It was less than four hours until our dinner reservation at Napa’s French Laundry — all 14 butter-and-duck-fat-sopped courses — and I needed some exercise. Both to build up a suitable appetite and as a prophylactic against the 25,000 calories I’d be cramming down my gullet come dark.
My hotel was in Yountville and I’d done no pre-planning. I asked the concierge for a running or hiking trail nearby, with underwhelming results. So in typical California fashion, I decided to drive to my exercise. A quick Google search turned up Jack London State Park. If it was named after the author of White Fang and Call of the Wild, it had to kick ass, right?
I plugged the address into my car’s navigation and got the most boring route ever conceived — a long, C-shaped snooze that included Napa’s overstuffed State Route 29, full of would-be oenophiles re-enacting Sideways. A 30-mile drive that would take 45 minutes. I just didn’t have time for it.
So out came the map. A real-deal, crinkled, poorly folded hunk of paper that gets shoved into the bottom of my luggage any time I head to Northern California. I spread it out on the dashboard and pinpointed my co-ordinates.
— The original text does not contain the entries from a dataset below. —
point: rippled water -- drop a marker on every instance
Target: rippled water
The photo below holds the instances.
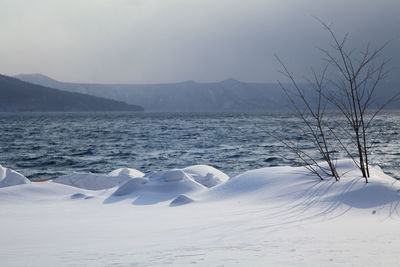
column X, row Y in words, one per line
column 44, row 145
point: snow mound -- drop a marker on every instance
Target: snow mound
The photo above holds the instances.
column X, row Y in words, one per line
column 206, row 175
column 181, row 200
column 10, row 177
column 132, row 173
column 296, row 186
column 131, row 186
column 91, row 181
column 81, row 196
column 156, row 187
column 172, row 175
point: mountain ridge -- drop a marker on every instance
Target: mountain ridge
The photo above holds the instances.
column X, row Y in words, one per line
column 20, row 96
column 229, row 95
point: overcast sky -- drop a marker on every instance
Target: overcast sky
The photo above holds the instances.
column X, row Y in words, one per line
column 153, row 41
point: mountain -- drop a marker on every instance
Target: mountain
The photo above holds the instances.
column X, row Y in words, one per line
column 190, row 96
column 17, row 95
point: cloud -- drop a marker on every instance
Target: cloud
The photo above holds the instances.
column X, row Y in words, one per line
column 176, row 40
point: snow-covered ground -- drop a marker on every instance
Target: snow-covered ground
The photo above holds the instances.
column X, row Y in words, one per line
column 279, row 216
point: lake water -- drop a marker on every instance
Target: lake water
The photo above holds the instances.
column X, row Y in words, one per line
column 47, row 145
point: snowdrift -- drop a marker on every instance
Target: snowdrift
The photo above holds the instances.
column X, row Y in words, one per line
column 279, row 216
column 9, row 177
column 91, row 181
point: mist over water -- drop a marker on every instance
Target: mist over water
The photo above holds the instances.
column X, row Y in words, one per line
column 44, row 145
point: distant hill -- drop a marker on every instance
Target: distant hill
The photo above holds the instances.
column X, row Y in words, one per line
column 190, row 96
column 17, row 95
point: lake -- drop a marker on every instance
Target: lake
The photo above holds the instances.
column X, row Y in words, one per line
column 47, row 145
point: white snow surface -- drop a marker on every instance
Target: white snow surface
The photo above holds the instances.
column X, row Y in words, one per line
column 206, row 175
column 132, row 173
column 10, row 177
column 92, row 181
column 279, row 216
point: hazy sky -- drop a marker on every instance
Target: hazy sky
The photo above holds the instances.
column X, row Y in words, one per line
column 141, row 41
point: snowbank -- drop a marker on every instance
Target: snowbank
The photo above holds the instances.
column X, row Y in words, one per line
column 156, row 187
column 91, row 181
column 206, row 175
column 279, row 216
column 10, row 177
column 132, row 173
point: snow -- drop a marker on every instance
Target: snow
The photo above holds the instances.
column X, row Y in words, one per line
column 127, row 172
column 91, row 181
column 279, row 216
column 206, row 175
column 10, row 177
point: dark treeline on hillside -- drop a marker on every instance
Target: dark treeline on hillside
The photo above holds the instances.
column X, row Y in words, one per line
column 18, row 96
column 225, row 96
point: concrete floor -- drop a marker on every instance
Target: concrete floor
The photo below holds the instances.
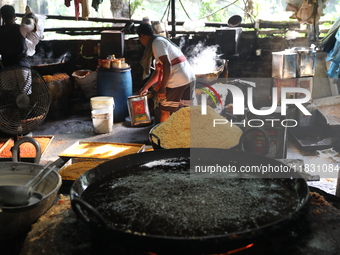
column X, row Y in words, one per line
column 79, row 127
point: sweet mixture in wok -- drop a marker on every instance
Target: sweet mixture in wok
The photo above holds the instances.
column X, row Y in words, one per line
column 163, row 199
column 189, row 128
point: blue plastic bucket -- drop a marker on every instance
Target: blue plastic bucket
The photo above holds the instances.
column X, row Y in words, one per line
column 116, row 83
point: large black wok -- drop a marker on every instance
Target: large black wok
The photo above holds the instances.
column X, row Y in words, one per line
column 178, row 245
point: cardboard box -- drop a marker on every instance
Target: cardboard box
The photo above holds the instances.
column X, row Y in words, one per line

It turned out that Jack’s joint (where he built a ranch and was buried) was only 17 miles as the crow flies, directly over the top of a mountain. And there was a road, called Trinity, which jigsawed savagely over the ridge. The GPS in my borrowed BMW turned up its nose, refusing even to list Trinity as an option. It turns out that 18-wheelers and buses get stuck up there all the time, unable to negotiate the tight turns. But as well as saving me time, it looked like a hell of a fun ride (especially considering the way I drive).
These maps are the histories of my various trips, adventures undertaken and survived; grand ideas borne out (or not); harebrained routes eventually abandoned.
Chalk one up for the analog experience. I love maps. I buy them just before I leave on any significant trip and they end up cluttering my apartment, living under the bed in plastic bins and shoved in the corners of bookcases. Once in a while I try to organize them, and instead get lost in the various topographies, hieroglyphic legends and squiggling lines. These are the histories of my various trips, adventures undertaken and survived; grand ideas borne out (or not); harebrained routes eventually abandoned.
There is no more order to my maps than to those of my actual journeys. The Atlas mountains of Morocco are shoved against the Colorado back country. The island of Tobago (where I once drove every single road) is nestled alongside South Africa. These documents serve as a better record of my travels than a journal — not least because I’m too lazy to write a journal.
It’s easier to orient yourself on a big spread of paper, and your eye is drawn to roads and routes and green spaces you’d never notice on a small screen
Make no mistake: Maps are a pain in the ass. You need a graduate class in origami to fold them. And, yes, nine times out of 10, your smart phone gets the job done much faster.
But just like reading an actual, bound book or magazine versus an iPad or Kindle, you consume a real map differently. It’s easier to orient yourself on a big spread of paper, and your eye is drawn to roads and routes and green spaces you’d never notice on a small screen. A map invites time and care and observance of the details. It encourages the kind of exploration that happens in real life, when you’re out on the road, instead of the turn-by-turn rigidity of a digital device.
And when I’m listening to directions from car or phone, I’m loath to take that curious byroad or phantom trail, worried that it might befuddle the logic of the machine, and that I’ll never quite find my way. (Some GPS units seem to insist that you return to the place where you started taking creative turns, rather than simply re-mapping the route.) So, I resist my more adventurous urge and follow directions.
That’s a bummer, because my best stories usually begin with me getting lost. With a map in my pocket, I always feel (somewhat) confident of finding my way again. And I never worry about a satellite signal dropping out.
I also hate the thought of real-life mapmakers getting kicked to the curb, like cabbies and booksellers and journalists. Local maps and road atlases used to live in coveted counter space in every gas station across the land, but those days are gone.
Illinois-based Rand McNally filed for bankruptcy in the early 2000s as it struggled to navigate from the paper world to the digital. It was rescued by a private equity firm, and is now mostly focused on selling GPS devices to truckers and RV owners. The company still prints paper maps, but acknowledges it’s a declining business. The number produced by the AAA each year has also decreased dramatically.
Meanwhile, back in Northern California, the map I’d brought along saved the day. I might have given up my idea of a trail run and opted for an early wine. Instead I blasted up Trinity Road, which was a vertiginous and thrilling route through virgin foliage, with stellar views on either side.
Jack London State Park was even better. I parked, set off at a steady trot, and passed by the gorgeous stone house where the author once lived. The trail into the trees was steep and, within 45 minutes, I was pleasantly exhausted. I turned around and bounded back down, arriving near the bottom just as the late fall sun turned the surrounding vineyards a bright, blushing orange.
When I arrived at French Laundry, just showered and leg muscles feeling well used, I’d earned my appetite.